Present-day Laos traces its historic and cultural identity to Lan Xang, which existed from the 14th century to the 18th century as one of the largest kingdoms in Southeast Asia. Because of its central geographical location in Southeast Asia, the kingdom became a hub for overland trade and became wealthy economically and culturally. After a period of internal conflict, Lan Xang broke into three separate kingdoms—Luang Phrabang, Vientiane, and Champasak. In 1893, the three territories came under a French protectorate and were united to form what is now known as Laos. It briefly gained independence in 1945 after Japanese occupation but was re-colonized by France until it won autonomy in 1949. Laos became independent in 1953, with a constitutional monarchy under Sisavang Vong. A post-independence civil war began, which saw the communist resistance, supported by the Soviet Union, fight against the monarchy that later came under influence of military regimes supported by the United States. After the Vietnam War ended in 1975, the communist Pathet Lao came to power, ending the civil war. Laos was then dependent on military and economic aid from the Soviet Union until its dissolution in 1991.

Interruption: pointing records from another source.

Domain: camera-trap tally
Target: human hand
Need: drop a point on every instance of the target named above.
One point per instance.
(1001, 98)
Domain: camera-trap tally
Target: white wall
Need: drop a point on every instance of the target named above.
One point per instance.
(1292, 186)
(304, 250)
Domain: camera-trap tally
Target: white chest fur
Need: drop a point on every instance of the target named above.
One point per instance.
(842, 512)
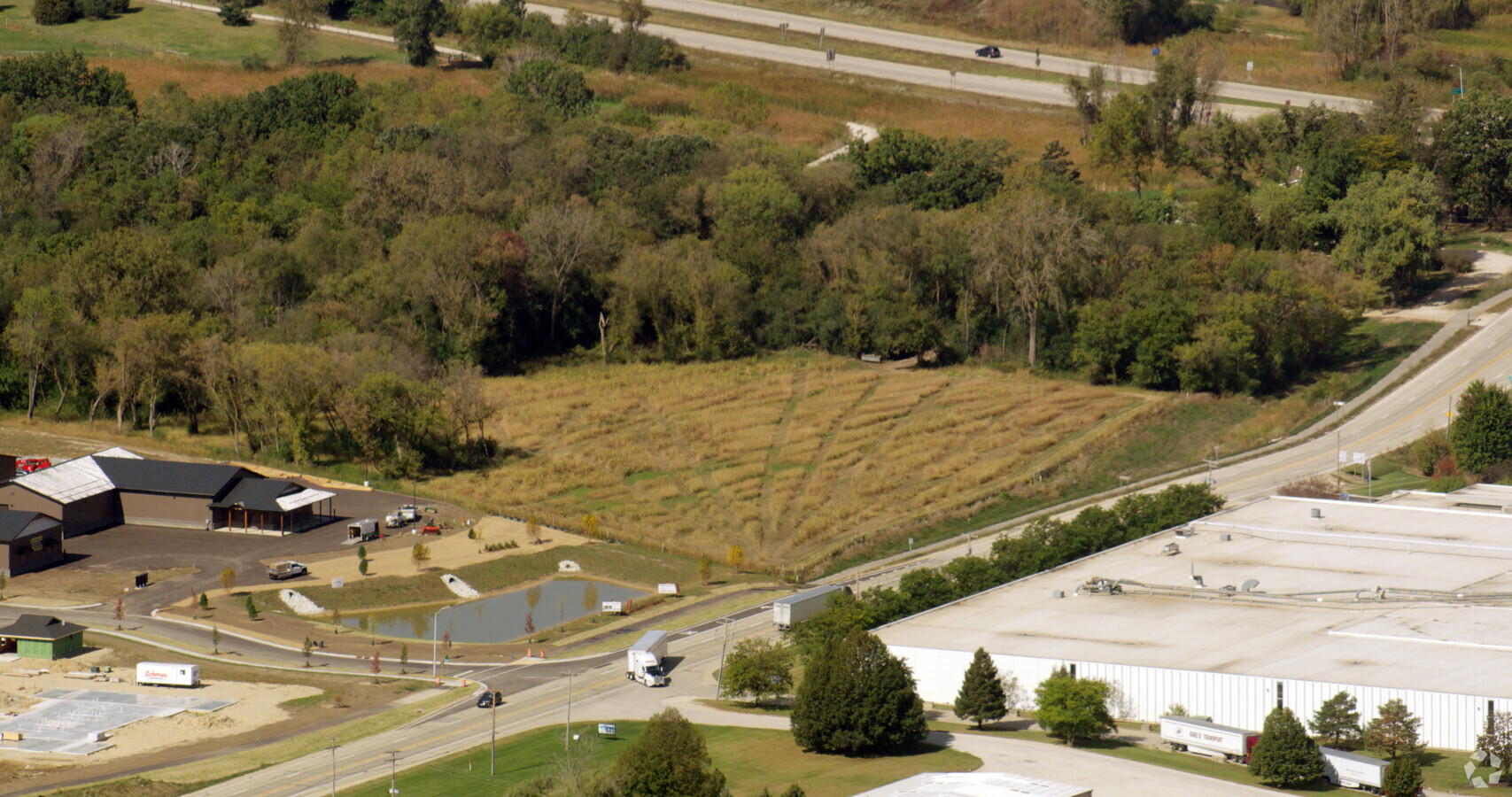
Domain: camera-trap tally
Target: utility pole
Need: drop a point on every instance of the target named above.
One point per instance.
(333, 765)
(393, 770)
(718, 690)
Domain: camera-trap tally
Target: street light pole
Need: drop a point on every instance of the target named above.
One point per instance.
(333, 765)
(436, 623)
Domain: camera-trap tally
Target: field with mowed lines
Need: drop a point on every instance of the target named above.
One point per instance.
(793, 457)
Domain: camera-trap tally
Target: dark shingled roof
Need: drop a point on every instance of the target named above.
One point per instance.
(40, 626)
(171, 478)
(258, 495)
(15, 523)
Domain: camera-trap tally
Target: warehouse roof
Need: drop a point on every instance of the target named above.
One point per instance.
(15, 523)
(167, 476)
(1362, 593)
(975, 785)
(40, 626)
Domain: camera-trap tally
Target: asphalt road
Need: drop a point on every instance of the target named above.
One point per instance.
(966, 50)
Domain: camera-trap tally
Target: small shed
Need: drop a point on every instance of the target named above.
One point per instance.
(30, 540)
(43, 637)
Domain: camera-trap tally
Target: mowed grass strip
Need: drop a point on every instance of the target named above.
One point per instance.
(686, 454)
(750, 760)
(153, 29)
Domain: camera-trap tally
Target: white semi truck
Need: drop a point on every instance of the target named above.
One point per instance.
(795, 608)
(1353, 770)
(156, 673)
(1191, 735)
(645, 660)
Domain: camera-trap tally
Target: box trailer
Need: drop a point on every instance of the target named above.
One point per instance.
(154, 673)
(361, 530)
(645, 660)
(1353, 770)
(795, 608)
(1187, 734)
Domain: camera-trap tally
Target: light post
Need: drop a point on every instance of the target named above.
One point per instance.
(436, 623)
(333, 765)
(1338, 445)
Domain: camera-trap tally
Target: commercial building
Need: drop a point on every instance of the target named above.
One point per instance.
(1278, 602)
(43, 637)
(32, 542)
(115, 487)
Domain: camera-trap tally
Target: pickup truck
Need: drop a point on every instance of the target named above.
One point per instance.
(286, 570)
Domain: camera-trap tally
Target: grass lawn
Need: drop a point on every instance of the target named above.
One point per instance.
(158, 31)
(750, 760)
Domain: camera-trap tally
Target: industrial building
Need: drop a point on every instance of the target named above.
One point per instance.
(115, 487)
(1278, 602)
(43, 637)
(32, 542)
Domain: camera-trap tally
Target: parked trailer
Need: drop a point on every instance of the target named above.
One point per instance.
(361, 530)
(1206, 739)
(795, 608)
(643, 662)
(154, 673)
(1353, 770)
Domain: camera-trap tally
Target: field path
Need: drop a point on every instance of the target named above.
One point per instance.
(795, 499)
(779, 437)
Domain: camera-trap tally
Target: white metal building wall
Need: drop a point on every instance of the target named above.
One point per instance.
(1450, 722)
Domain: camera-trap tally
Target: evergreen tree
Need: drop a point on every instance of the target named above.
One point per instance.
(1073, 707)
(1481, 434)
(857, 699)
(1403, 778)
(1393, 731)
(1337, 720)
(1285, 756)
(671, 760)
(981, 698)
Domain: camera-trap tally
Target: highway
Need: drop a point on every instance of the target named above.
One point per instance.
(966, 50)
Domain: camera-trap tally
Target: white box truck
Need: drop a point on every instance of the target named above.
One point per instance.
(1191, 735)
(154, 673)
(795, 608)
(1353, 770)
(645, 660)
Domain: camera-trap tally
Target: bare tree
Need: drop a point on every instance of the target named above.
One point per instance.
(1022, 245)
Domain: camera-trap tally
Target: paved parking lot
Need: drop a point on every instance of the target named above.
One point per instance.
(72, 720)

Laos is a member of the Asia-Pacific Trade Agreement, the ASEAN, East Asia Summit, and La Francophonie. Laos applied for membership of the World Trade Organization in 1997; on 2 February 2013, it was granted full membership. It is a one-party socialist republic, espousing Marxism–Leninism and governed by the Lao People’s Revolutionary Party, under which non-governmental organizations have routinely characterized the country’s human rights record as poor, citing repeated abuses such as torture, restrictions on civil liberties, and persecution of minorities.
The politically and culturally dominant Lao people make up 53.2% of the population, mostly in the lowlands. Mon-Khmer groups, the Hmong, and other indigenous hill tribes live in the foothills and mountains. Laos’s strategies for development are based on generating electricity from rivers and selling the power to its neighbors, namely Thailand, China, and Vietnam, as well as its initiative to become a “land-linked” nation, as evidenced by the construction of four new railways connecting Laos and neighbors. Laos has been referred to as one of Southeast Asia and Pacific’s fastest-growing economies by the World Bank with annual GDP growth averaging 7.4% since 2009.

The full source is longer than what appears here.